Some reviews have a long gestation period, but this one takes gold. I first encountered the AKG N90Q back in June 2015, and received my review sample toward the end of the year. Almost immediately, the UK agency approached me and begged me not to review the headphones until the unprecedented order book had cleared a little. More than a year later, I’m still waiting for clearance, but if we don’t write about it soon, the product will be old enough to draw a pension.
AKG has a substantial reputation in the pro-audio world. That’s not an exaggeration because there are few studios that don’t have at least a pair of 414 microphones and several sets of the company’s headphones for engineering, mixing, and monitoring in the tool kit. So, when it was time for AKG to make a new flagship headphone for the domestic market, it was clear that the company should leverage at least some of that reputation. As a result, it looked for one of AKG’s power users in the music business – not simply as endorsement, but someone capable of bringing some serious input to the product design. And that explains the ‘Q’ suffix in the name, because the person who brought that serious input to the design was the ‘Q’ himself – Quincy Jones.
If you don’t know who Quincy Jones is and you are reading this magazine, I can’t really help you. Jones is a legendary polymath in the recording industry who received an unprecedented 79 Grammy Award nominations, and won 28 Grammys in the process. He has worked with everyone from Ella Fitzgerald and Frank Sinatra (he was conductor and arranger for Sinatra and the Basie Band on the 1966 album Sinatra at the Sands), and produced a couple of somewhat well known albums called Off The Wall and Thriller for Michael Jackson. He isn’t known for endorsing products (Jones is more likely to put his name to a charitable foundation), so his moniker on a pair of headphones means more than just a lucrative contract and a photo shoot. This is not the first pair of AKG headphones to carry his name as the Q701 brought the K701 studio model into the home, but this time, Jones was heavily involved in the concept more or less from first principles, in terms of voicing and choice of DSP options.

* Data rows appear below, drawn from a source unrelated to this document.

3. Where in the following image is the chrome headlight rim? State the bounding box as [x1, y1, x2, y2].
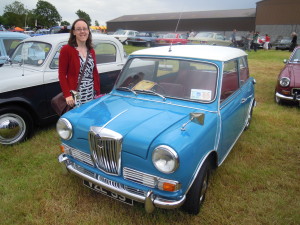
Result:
[279, 77, 291, 87]
[56, 118, 73, 140]
[152, 145, 179, 174]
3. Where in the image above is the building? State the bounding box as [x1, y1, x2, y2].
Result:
[255, 0, 300, 40]
[107, 0, 300, 40]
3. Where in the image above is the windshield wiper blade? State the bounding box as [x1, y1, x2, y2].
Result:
[117, 87, 137, 95]
[139, 90, 166, 101]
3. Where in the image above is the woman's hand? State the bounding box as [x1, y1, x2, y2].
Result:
[66, 96, 75, 107]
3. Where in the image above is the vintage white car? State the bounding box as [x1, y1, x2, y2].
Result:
[0, 34, 126, 145]
[111, 30, 138, 45]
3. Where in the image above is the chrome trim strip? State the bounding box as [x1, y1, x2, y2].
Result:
[110, 93, 217, 113]
[276, 92, 300, 102]
[58, 154, 186, 213]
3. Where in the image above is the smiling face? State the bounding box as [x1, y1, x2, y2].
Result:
[73, 21, 90, 43]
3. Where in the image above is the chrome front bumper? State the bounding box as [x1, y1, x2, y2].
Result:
[58, 154, 186, 213]
[275, 92, 300, 102]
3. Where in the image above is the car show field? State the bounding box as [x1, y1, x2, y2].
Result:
[0, 46, 300, 225]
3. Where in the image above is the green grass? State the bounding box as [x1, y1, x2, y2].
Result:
[0, 46, 300, 225]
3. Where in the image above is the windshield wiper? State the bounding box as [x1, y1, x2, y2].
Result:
[138, 90, 166, 101]
[117, 87, 137, 95]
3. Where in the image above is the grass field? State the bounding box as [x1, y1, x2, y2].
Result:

AKG could have made a flagship headphone that meets or exceeds the performance of the likes of the best from big name brands like Sennhesier and Beyerdynamic, or even take on the best of the newcomers like HiFiMAN. However, this kind of ‘best in breed’ approach is fleeting; what is best today is eclipsed tomorrow. So, instead, AKG moved the headphone market on by creating something genuinely unlike any other top-grade headphone, by making in essence a headphone system in one big, reassuringly expensive package. The headphone is a complete ear-adaptive, noise cancelling, DAC with DSP tone-shaping design, with a built-in amplifier, if you so desire. And it can be all of these things or (almost) none of them.